«De niña ya pintaba con betún»


Redacción / La Voz

La cabeza de Ana es un bule bule. Corazón y mente de artista. Multidisciplinar. Renacentista. Patronaje, diseño, videocreación... Al servicio de otros hasta que fue su propia jefa en lo que siempre había querido hacer: un proyecto personal que aunase dos de sus grandes pasiones, la cerámica y la pintura. «Witchneeds es fruto de la necesidad de magia, de crear algo que no existe, de investigar y encontrar algo que te remueva por dentro», explica su alma máter, todavía emocionada tras recibir un inesperado reconocimiento, el Premio Artesanía de Galicia 2018, por su trabajo titulado O bosque interior (con el que posa en la fotografía), un juego de café escultórico inspirado en la naturaleza. Hecho a mano, cada pieza es única. «Cada una de las seis tazas lleva una pasta diferente, tal y como en el bosque hay árboles de distintas especies mezclados». Los platos evocan rocas. Los removedores, ramas. En porcelana, frágiles. Auténticas obras de arte que han servido de lienzo para otras obras de arte... comestibles.

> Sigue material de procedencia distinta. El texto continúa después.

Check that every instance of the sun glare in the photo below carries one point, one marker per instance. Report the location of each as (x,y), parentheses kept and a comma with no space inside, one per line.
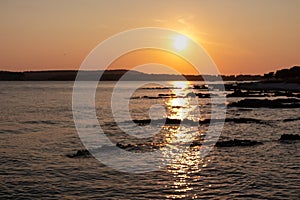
(180,42)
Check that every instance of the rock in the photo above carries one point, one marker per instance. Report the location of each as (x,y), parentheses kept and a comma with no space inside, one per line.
(237,143)
(80,153)
(259,103)
(289,137)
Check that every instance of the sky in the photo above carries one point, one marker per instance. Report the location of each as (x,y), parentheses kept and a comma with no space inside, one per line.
(241,36)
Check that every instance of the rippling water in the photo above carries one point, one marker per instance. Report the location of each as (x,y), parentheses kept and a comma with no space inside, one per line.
(37,131)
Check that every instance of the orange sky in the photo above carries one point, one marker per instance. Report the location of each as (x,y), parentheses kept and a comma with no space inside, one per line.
(250,37)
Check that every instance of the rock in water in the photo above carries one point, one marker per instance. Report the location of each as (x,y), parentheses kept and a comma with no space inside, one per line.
(80,153)
(237,143)
(289,137)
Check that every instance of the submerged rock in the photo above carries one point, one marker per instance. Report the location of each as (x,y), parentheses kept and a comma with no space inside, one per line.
(237,143)
(259,103)
(80,153)
(289,137)
(239,93)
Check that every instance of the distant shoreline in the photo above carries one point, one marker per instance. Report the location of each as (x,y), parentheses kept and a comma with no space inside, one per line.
(115,75)
(291,75)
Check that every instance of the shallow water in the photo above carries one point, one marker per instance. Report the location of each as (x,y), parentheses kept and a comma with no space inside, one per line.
(37,131)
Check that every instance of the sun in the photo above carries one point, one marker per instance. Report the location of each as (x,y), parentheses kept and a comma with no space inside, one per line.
(180,42)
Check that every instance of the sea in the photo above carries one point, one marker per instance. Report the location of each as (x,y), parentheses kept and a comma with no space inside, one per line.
(39,134)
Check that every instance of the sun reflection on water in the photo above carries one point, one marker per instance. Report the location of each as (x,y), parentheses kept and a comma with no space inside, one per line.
(182,160)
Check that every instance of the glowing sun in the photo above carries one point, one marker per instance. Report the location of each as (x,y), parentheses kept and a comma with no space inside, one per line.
(180,42)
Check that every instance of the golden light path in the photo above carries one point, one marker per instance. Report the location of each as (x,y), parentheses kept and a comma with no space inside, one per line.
(183,161)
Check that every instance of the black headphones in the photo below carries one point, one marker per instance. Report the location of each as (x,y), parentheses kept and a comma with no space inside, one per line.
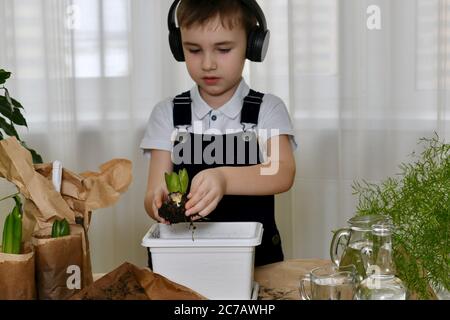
(257,42)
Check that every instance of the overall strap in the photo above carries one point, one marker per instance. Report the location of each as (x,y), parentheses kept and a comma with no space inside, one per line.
(182,110)
(251,106)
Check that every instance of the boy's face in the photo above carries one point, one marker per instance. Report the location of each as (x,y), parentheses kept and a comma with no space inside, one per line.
(215,56)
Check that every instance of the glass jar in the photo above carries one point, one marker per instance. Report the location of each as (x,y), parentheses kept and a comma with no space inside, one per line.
(381,282)
(356,242)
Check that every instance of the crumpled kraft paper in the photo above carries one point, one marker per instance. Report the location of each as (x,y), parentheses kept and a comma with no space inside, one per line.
(128,282)
(17,273)
(80,193)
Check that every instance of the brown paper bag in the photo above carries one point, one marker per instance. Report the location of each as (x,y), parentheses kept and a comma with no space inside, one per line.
(62,264)
(17,275)
(128,282)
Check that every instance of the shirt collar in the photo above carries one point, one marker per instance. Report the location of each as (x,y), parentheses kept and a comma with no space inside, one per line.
(231,108)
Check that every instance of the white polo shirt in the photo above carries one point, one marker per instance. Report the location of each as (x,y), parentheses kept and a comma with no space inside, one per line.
(273,119)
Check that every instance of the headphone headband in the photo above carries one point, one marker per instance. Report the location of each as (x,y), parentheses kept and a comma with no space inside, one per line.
(257,42)
(250,4)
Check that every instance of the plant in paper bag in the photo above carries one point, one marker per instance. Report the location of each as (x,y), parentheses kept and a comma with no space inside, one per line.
(12,228)
(11,115)
(417,202)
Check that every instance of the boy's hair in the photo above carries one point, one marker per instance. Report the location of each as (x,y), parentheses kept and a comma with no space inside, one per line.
(231,13)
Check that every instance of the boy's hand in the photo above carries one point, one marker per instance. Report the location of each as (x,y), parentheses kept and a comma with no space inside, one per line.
(159,195)
(207,189)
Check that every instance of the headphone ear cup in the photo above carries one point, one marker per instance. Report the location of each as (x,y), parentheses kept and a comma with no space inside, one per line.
(257,44)
(176,45)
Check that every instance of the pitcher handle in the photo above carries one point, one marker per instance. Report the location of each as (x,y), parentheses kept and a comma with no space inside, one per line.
(335,242)
(303,294)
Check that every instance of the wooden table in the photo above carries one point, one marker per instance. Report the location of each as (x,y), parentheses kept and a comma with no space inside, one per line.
(280,281)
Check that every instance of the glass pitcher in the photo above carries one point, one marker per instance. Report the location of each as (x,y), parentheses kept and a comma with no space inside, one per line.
(357,243)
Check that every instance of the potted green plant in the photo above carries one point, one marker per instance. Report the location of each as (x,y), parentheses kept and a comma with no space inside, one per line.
(11,115)
(417,201)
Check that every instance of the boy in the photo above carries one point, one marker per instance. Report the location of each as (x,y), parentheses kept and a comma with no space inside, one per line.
(228,180)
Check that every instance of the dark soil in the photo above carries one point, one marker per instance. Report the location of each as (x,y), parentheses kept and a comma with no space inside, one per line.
(174,213)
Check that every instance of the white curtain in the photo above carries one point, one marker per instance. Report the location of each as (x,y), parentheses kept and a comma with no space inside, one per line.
(89,72)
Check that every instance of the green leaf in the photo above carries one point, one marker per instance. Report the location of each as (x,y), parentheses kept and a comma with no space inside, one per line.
(172,182)
(4,75)
(184,180)
(36,157)
(8,128)
(16,116)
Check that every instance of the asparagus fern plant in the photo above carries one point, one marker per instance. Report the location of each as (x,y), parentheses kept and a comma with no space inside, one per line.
(418,203)
(11,115)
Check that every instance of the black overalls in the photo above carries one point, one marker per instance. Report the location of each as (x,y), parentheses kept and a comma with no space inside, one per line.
(232,208)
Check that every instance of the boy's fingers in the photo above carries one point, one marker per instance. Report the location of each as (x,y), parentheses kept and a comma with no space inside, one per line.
(200,205)
(195,199)
(203,213)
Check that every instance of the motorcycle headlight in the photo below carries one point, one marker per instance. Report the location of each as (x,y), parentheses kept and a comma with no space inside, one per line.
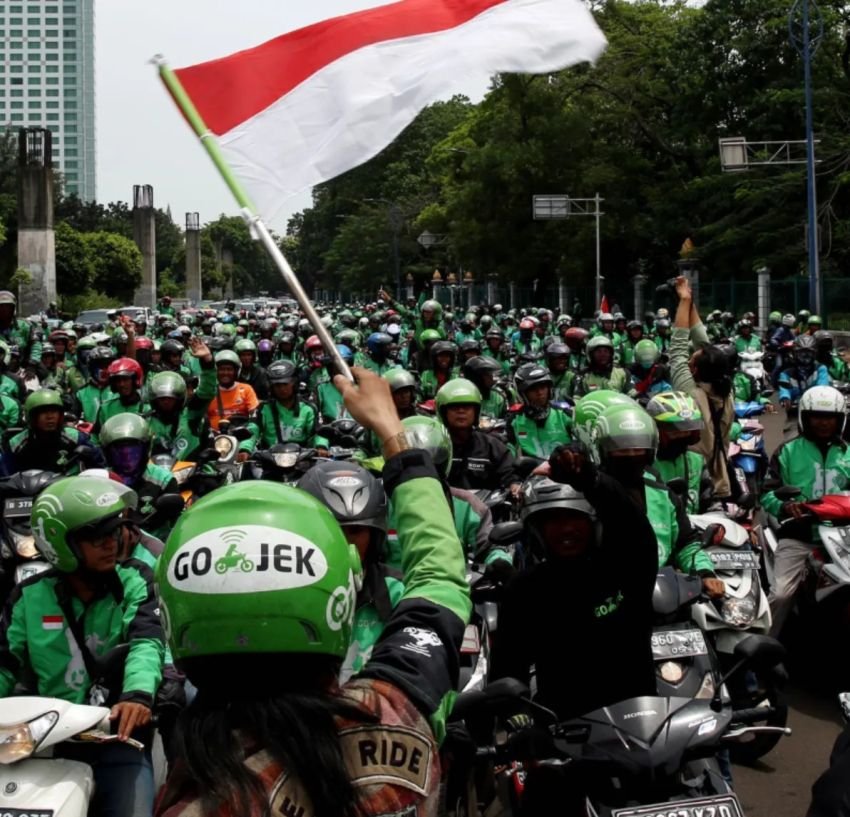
(285,459)
(183,474)
(24,545)
(224,446)
(20,740)
(739,612)
(671,671)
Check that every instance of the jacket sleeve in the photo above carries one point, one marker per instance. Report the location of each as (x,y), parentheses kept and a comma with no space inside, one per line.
(419,649)
(680,372)
(143,667)
(13,641)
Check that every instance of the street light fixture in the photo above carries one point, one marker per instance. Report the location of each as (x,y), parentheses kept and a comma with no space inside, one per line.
(548,208)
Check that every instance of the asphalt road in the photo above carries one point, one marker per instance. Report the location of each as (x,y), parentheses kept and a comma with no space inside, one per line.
(780,785)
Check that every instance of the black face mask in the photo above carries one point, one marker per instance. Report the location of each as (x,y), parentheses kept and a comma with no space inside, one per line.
(628,471)
(673,449)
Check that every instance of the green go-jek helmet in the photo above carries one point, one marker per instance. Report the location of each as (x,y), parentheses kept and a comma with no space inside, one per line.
(431,435)
(625,427)
(257,568)
(589,407)
(71,506)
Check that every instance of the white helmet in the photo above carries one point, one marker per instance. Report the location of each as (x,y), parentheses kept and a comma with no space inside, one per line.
(823,399)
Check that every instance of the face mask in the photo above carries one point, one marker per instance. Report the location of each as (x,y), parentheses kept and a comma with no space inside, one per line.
(628,471)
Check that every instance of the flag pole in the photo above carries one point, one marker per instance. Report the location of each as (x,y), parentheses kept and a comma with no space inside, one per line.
(259,230)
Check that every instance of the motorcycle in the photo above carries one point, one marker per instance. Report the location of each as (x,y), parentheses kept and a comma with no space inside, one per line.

Ana Tenorio ha vestido las mesas de chefs como Pepe Solla o Iñaki Bretal. También llaman a su puerta clientes particulares, con los que contacta en ferias y «sobre todo a través de Internet». Outside fue su carta de presentación. Y Naked una evolución más abstracta de aquella primera colección. Aunque si nos remontamos al origen, habría que ir mucho más atrás, hasta una paleta de betún con la que su madre limpiaba los zapatos: «Empecé a pintar con betún hasta que mi familia me vio y dijo ‘uy, a esta niña hay que comprarle unas témperas’».